Контрудар

22
18
20
22
24
26
28
30

— А лопать чего будешь? На наших харчах не разгуляешься…

— Председатель сулился выписать паек, — ответил постоялец, опустив на пол у порога свой фанерный, видавший виды чемодан с привьюченным к нему ветхим одеяльцем.

Устя, вынув изо рта черную трубку, радостно усмехнулась. Раздулись ноздри ее исполинского носа.

— Ну и ладно, приживайся. — Заметив кантики танкистских брюк усача, добавила: — Мой мужик жалует вашего брата. Сам вояка. И какой ешо — стреляный-перестрелянный!

К вечеру хозяйка и вовсе повеселела. Сам колхозный кладовщик доставил в избу Бочкиных щедрые дары тайги. Новым рабочим рукам, еще ничего не успевшим сделать для колхоза, подкинули невиданное довольствие: пшеничную муку, гречку, сливочное масло, даже мед. А в придачу ко всему ситцевый балахон с черной сеткой из конского волоса — накомарник.

Хозяин дома, сам Зот Еремеевич Бочкин, все еще не появлялся. Уже укладываясь спать, Устя сообщила:

— Сторожит мой мужик. В тайге. Случается, неделю носа не кажет. Лесован! Под воскресенье уж нагрянет. Пропущать баньку грех…

Рано утром, истопив русскую печь, подоив корову, Устя стала собираться на работу. Всем, кроме кубанца-механика, было объявлено накануне: идти с колхозниками на новые чистины.

Особенно крепко бьет гнус под вечер, но и с утра его вдоволь. А пуще всего за околицей, где сразу же начинается тайга. С накомарниками на голове люди шли к месту работы пять километров глухой таежной стежкой — летником. По его сторонам мягко шелестели величественные лиственницы, гигантские сосны, живописные кедрачи.

А вот и чистина — затерянная в глухом бору свежая корчева — новое, отвоеванное у тайги колхозное поле.
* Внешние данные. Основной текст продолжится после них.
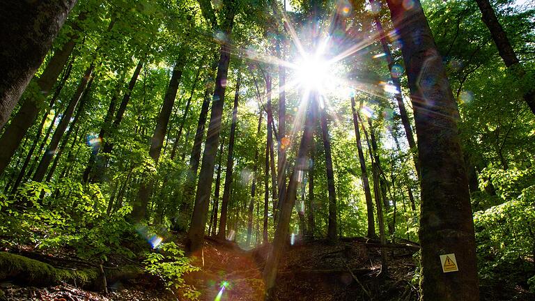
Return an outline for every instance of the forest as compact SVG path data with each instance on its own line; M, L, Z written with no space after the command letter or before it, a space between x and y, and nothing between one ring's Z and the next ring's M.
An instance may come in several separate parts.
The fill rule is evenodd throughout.
M0 300L535 300L535 1L0 3Z

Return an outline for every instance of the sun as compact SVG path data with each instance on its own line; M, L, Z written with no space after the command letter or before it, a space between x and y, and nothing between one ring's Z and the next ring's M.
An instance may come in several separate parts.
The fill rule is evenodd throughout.
M310 91L321 91L330 78L331 66L318 55L304 55L296 62L299 84Z

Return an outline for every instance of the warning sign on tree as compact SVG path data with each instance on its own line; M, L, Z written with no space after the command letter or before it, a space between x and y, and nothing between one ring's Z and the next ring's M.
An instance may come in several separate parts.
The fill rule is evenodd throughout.
M457 272L459 267L457 265L457 260L455 258L454 254L440 255L440 263L442 265L442 272Z

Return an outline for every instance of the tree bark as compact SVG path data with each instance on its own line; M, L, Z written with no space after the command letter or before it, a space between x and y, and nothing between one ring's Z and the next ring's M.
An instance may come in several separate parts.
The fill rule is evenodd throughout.
M57 99L60 92L63 89L65 82L67 82L67 79L70 75L70 71L72 69L72 63L71 62L70 64L69 64L69 65L66 68L65 70L65 74L63 75L63 78L60 81L57 88L56 88L56 91L54 93L54 96L52 97L52 99L50 100L50 102L49 103L49 109L47 110L47 112L42 116L42 119L41 120L41 123L39 125L37 134L36 134L36 139L33 140L33 143L31 144L31 146L30 147L30 150L28 150L28 154L26 155L26 158L24 159L24 162L22 163L22 166L20 167L20 171L19 171L19 175L17 177L17 180L15 180L15 184L13 184L13 187L11 190L12 193L14 193L15 192L17 191L17 189L18 188L19 185L20 185L20 183L22 181L22 179L24 178L24 173L26 173L26 169L28 167L28 165L30 164L30 161L31 161L31 158L33 157L33 152L36 150L37 144L39 143L39 141L40 140L41 134L42 134L42 130L43 130L43 128L45 127L45 123L47 122L47 120L48 119L48 115L50 114L50 110L52 109L52 107L54 105L54 104L56 102L56 100ZM47 134L45 135L44 141L46 141L48 139L48 136L49 135L49 131L52 130L52 126L53 126L54 121L55 119L56 119L56 116L54 116L54 118L52 119L52 122L51 123L50 127L49 128L49 131L47 132ZM39 153L40 153L40 151L41 150L40 149L39 153L38 153L37 154L37 156L39 155ZM0 174L1 173L1 172L0 172Z
M61 72L62 68L66 64L74 47L75 41L73 39L70 39L61 49L54 52L54 56L50 59L50 61L45 68L42 75L37 79L37 84L40 89L42 97L48 95L49 91L54 86L54 84ZM1 65L1 63L0 65ZM65 75L70 74L70 68L68 70L69 72L65 72ZM62 82L64 83L64 82ZM28 132L28 129L33 124L37 115L39 114L38 104L40 100L38 98L37 96L31 96L24 101L17 114L13 116L11 123L6 128L6 131L0 137L0 145L2 146L0 148L0 174L9 164L11 157L20 145L20 141L22 141L22 138ZM50 107L54 104L55 99L56 98L52 98L53 100L50 102ZM15 101L18 101L18 98ZM0 129L1 128L0 126Z
M224 31L227 34L232 31L234 13L235 13L232 8L228 7L231 5L226 2L224 3L226 8L226 15L225 15L226 24L224 27L225 29ZM211 5L210 7L211 8ZM210 116L206 144L203 153L203 164L199 173L195 204L193 208L189 230L185 243L185 248L189 252L199 250L204 243L204 229L206 225L206 215L208 211L210 194L212 190L215 152L217 149L221 132L221 119L223 116L226 78L228 72L228 64L231 61L230 52L230 45L228 43L224 43L221 47L217 76L215 79L214 102Z
M123 121L123 116L125 114L125 111L126 111L126 107L128 105L128 102L130 100L130 95L132 95L132 90L134 90L134 87L136 86L136 82L137 82L137 78L139 76L139 72L141 72L141 68L143 67L143 64L144 64L144 60L139 60L139 61L137 63L136 69L135 70L134 70L134 74L132 75L130 82L128 83L128 90L125 93L124 96L123 96L123 100L121 102L121 105L119 105L119 109L117 110L117 114L115 115L114 123L111 124L111 128L112 128L111 132L113 132L114 130L116 130L117 128L119 127L121 122ZM114 148L114 144L110 141L107 140L106 142L104 144L104 146L102 147L102 155L111 153L111 150L113 148ZM93 173L94 175L93 180L98 180L102 179L102 174L104 172L104 166L106 165L106 161L107 160L106 160L105 157L97 158L96 164L95 164L95 170ZM90 171L90 172L91 171ZM90 177L90 180L91 180L91 177Z
M313 240L316 233L316 221L314 219L314 170L316 165L316 143L314 142L313 134L311 138L309 146L310 160L309 161L309 198L307 204L307 220L309 229L307 233L308 239Z
M507 38L507 35L502 27L502 24L499 24L490 3L488 0L476 0L476 2L481 11L483 22L485 22L489 31L490 31L490 36L498 48L498 52L504 60L505 65L511 70L515 76L519 79L522 79L527 76L526 72L518 61L518 58L513 49L513 46ZM529 106L532 112L535 114L535 84L534 84L533 79L527 82L529 83L529 86L525 88L523 91L524 100Z
M225 239L226 237L226 214L228 206L228 199L231 196L231 185L232 185L233 171L234 169L234 140L236 132L236 122L238 121L238 101L240 98L240 82L241 74L238 73L236 91L234 95L234 107L232 109L232 123L231 134L228 138L228 153L226 157L226 170L225 172L225 184L223 188L223 199L221 201L221 217L219 218L219 231L217 238Z
M375 0L369 0L371 5L374 5L376 2ZM396 70L393 70L394 67L394 59L392 57L392 52L390 51L390 47L388 46L388 42L387 41L387 34L385 33L385 30L382 29L382 25L379 20L379 16L375 15L373 17L374 22L375 23L375 27L379 33L379 40L381 42L382 49L385 52L385 57L387 59L388 64L388 70L390 72L390 78L392 80L392 84L396 88L396 102L398 103L398 108L399 108L399 115L401 117L401 123L403 125L403 129L405 130L405 134L407 137L407 141L409 143L409 147L410 151L412 153L412 160L414 162L414 168L416 169L416 174L418 178L420 178L420 164L418 162L417 149L416 148L416 142L414 141L414 136L412 134L412 129L410 126L410 121L409 116L407 114L407 109L405 107L405 102L403 102L403 98L401 95L401 83L399 80L400 75L397 74Z
M262 110L258 114L258 126L256 129L256 138L260 137L260 130L262 126ZM253 183L251 185L251 201L249 203L249 211L247 214L247 238L245 241L245 245L249 246L251 244L251 236L253 233L253 210L254 210L254 197L256 194L256 171L258 171L258 148L255 145L254 161L253 164Z
M422 300L479 300L476 244L456 100L419 1L387 0L400 36L414 109L421 171ZM455 254L460 272L442 272Z
M162 109L160 111L160 115L156 122L156 127L154 128L148 155L154 161L155 166L157 166L160 155L162 153L162 147L164 146L164 139L167 131L167 124L169 123L169 117L173 111L173 106L175 104L175 98L176 98L176 91L180 83L180 77L182 77L182 71L185 63L185 59L181 59L175 63L173 73L169 80L169 85L167 86L167 91L164 97ZM153 180L151 178L150 175L145 175L144 180L141 180L141 183L139 185L137 199L134 201L132 209L132 219L134 222L139 222L145 217L147 204L148 204L153 185Z
M329 192L329 223L327 237L329 240L336 240L336 196L334 190L334 172L332 169L331 156L331 140L327 125L327 112L325 108L320 109L321 123L321 138L323 140L323 148L325 151L325 169L327 169L327 188Z
M42 63L75 3L76 0L14 0L2 6L0 70L3 71L3 75L0 77L0 129L3 128L22 92ZM58 68L52 84L64 65L65 63ZM51 88L49 86L47 91ZM32 121L36 116L31 116Z
M219 210L219 190L221 189L221 160L223 158L223 146L224 144L225 139L223 139L221 141L221 145L219 146L219 158L217 161L217 176L215 178L215 191L214 192L214 206L212 210L212 219L213 220L213 226L212 229L213 230L212 231L211 234L210 233L208 233L208 235L211 235L212 236L215 236L217 233L217 211Z
M65 133L65 130L70 123L70 118L72 116L72 113L74 113L75 109L76 109L76 107L82 98L82 93L86 89L86 86L88 85L88 82L90 81L90 77L92 77L95 65L91 64L84 73L84 76L80 80L80 83L78 84L76 91L69 102L69 105L65 109L63 115L61 116L61 120L60 120L59 123L58 124L58 127L54 132L52 138L50 140L50 143L49 144L45 154L42 155L41 161L37 167L36 173L33 175L33 180L36 182L41 182L45 178L45 175L50 164L50 162L56 154L58 145ZM91 82L93 82L92 78Z
M357 117L357 110L355 107L355 98L351 98L351 109L353 113L353 125L355 127L355 137L357 140L357 148L359 153L359 162L360 163L361 176L362 180L362 187L364 189L364 196L366 197L366 207L368 213L368 234L369 238L377 239L375 233L375 222L373 218L373 202L371 200L371 192L370 190L370 183L368 180L368 171L366 167L366 159L364 153L362 151L362 143L360 138L360 131L359 130L359 118Z
M293 208L293 200L295 199L297 196L297 185L300 180L299 173L304 172L308 169L309 160L307 157L307 153L309 151L309 146L312 140L312 134L315 124L315 119L313 117L316 116L315 112L318 106L317 93L313 91L311 92L311 94L310 101L309 101L309 108L307 110L306 113L303 137L301 139L299 150L297 151L295 165L290 176L290 181L286 189L286 195L284 197L285 201L282 204L279 222L275 230L273 247L268 255L268 259L266 260L265 267L263 273L265 289L268 296L272 293L272 288L274 286L279 263L282 256L284 245L287 242L290 219L291 218Z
Всей артели, двадцати колхозницам и четырем мужикам-новичкам, предстояло до самого вечера катать колодье.

Женщины сложили в одну кучу сумки с харчами. И сразу же закипела работа. Гуртом навалились на ближайшую, недавно выкорчеванную лесину — колоду. Катали ее к кромке поля. Конечно, там, где трактору стоило раз чихнуть, вся громада пыхтела добрых полчаса. Надо прямо сказать — сноровкой и энергией всех превзошла самая старая колхозница — Устя. Не отставала от нее и невестка Бочкиных — веселая, хлопотливая Дарья.

К полудню справились с десятком гигантов. Но их еще было немало. В ожидании своего череда по всей чистине лежал корчевняк, напоминая каменных идолов с острова Пасхи, красочно описанных норвежцем Туром Хейердалом.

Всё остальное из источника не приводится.